Overview of the BigFoot architecture.
This document describes the BigFoot system architecture, both from a physical perspective and from a functional perspective.
The physical perspective serves as a basis for a full-fledged deployment of the BigFoot software stack. As a consequence, the physical architecture describes the hardware and software components required to have a private instance of the BigFoot stack. Note, however, that this document is not intended to provide a step-by-step installation guide of the various software components. The functional perspective describes, at a high-level, the various functions executed by the BigFoot stack, including the deployment of instances of virtual machines, their orchestration, together with Analytics-as-a-Service to store and process data.
The underlying assumption necessary to deploy the BigFoot stack is the availability of a physical cluster of server-grade machines interconnected by a local area network, and (optionally) an array of storage devices to host “cold” data. This assumption can be revised in case of multi-site deployment, but the focus of this document is on a single-site infrastructure. Each machine requires the Linux operating system, a legacy hypervisor technology, and a set of services installed as part of the “cloud operating system”. The Figure below provides an illustration of the baseline BigFoot architecture.
BigFoot fully embraces open-source software and, at the lowest layer, is based on (and contributes to) Apache OpenStack. Starting from the “Ice House” release of OpenStack, BigFoot components related to the automatic and self-tuned deployment of analytics services are readily bundled, and do not require any additional manual intervention with respect to the default procedure to install Apache OpenStack. The bare-bone BigFoot architecture requires the following Apache OpenStack services: Keystone (which handles user authentication), Cinder (which handles virtual machine image storage), Nova (which handles virtual machine management and allocation), Neutron (which handles virtual networks), and Sahara (which is in charge of offering Analytics-as-a-Service, and that constitutes one of the BigFoot contributions, in the context of WP5). Additional services that are compatible with the BigFoot stack include Swift (which handles object storage), and monitoring services.

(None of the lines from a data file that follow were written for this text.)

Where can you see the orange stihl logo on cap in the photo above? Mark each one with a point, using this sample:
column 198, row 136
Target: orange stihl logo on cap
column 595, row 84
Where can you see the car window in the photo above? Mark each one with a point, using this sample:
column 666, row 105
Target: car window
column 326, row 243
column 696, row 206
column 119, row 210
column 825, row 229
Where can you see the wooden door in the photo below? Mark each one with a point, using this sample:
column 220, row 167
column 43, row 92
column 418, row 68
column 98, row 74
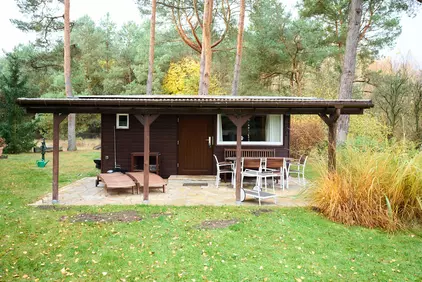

Once OpenStack is properly installed and configured, the BigFoot software stack is essentially ready to operate. Indeed, all other layers of the BigFoot stack are bundled into virtual machine (VM) images that can be downloaded or created on demand (through a command line utility that is part of the Sahara component). VM images instantiate storage and analytics engines (which are built in WP3 and WP4): these engines can be composed based on application-level requirements. For example, VM images can be dedicated to legacy Apache Hadoop or Apache Spark clusters, or to BigFoot-enabled variants of such clusters, which improve over the state-of-the-art by offering better performance or by using less physical resources. VM images can also instantiate individual BigFoot layers: for example, it is possible to deploy NoDB or DiNoDB alone, thus offering in-situ interactive processing of RAW data. Finally, VM images can be pre-configured to expose BigFoot-enabled high-level languages and scalable machine-learning libraries (developed in WP3 and WP2 respectively).
BigFoot services, which in the Figure above are labeled “Big Data Applications”, can be deployed both from the command line and from a web-interface that is part of the Apache OpenStack software, called Horizon.
Once user credentials are provided, each “tenant” gains access to her isolated, virtual private cloud: within this logical space, users can deploy analytics services, and any other additional software required for their application. For example, users can deploy an Apache Spark cluster bundled with the TreeLib scalable machine-learning library (developed in WP2), an Apache HDFS storage layer using the Sahara component (developed in WP5, and integrated by default in Apache OpenStack), and additionally instantiate a number of virtual machines dedicated to data ingestion using Apache Flume. Although data ingestion is not explicitly covered by the BigFoot project, its flexible architecture accommodates external services without any additional requirements.
In practice, to deploy a virtual private data storage and processing cluster, end users follow a one-click procedure which deploys virtual storage and analysis engines on demand, according to two modes of operation: static or ephemeral services. In the first case, the BigFoot Analytics-as-a-Service component deploys a permanent compute cluster, with a dedicated storage layer. In the second case, users need to specify where the data to be processed resides, and to upload an archive containing the data analytics algorithm. At this point, a virtual cluster is instantiated and terminated upon completion of the analytics task.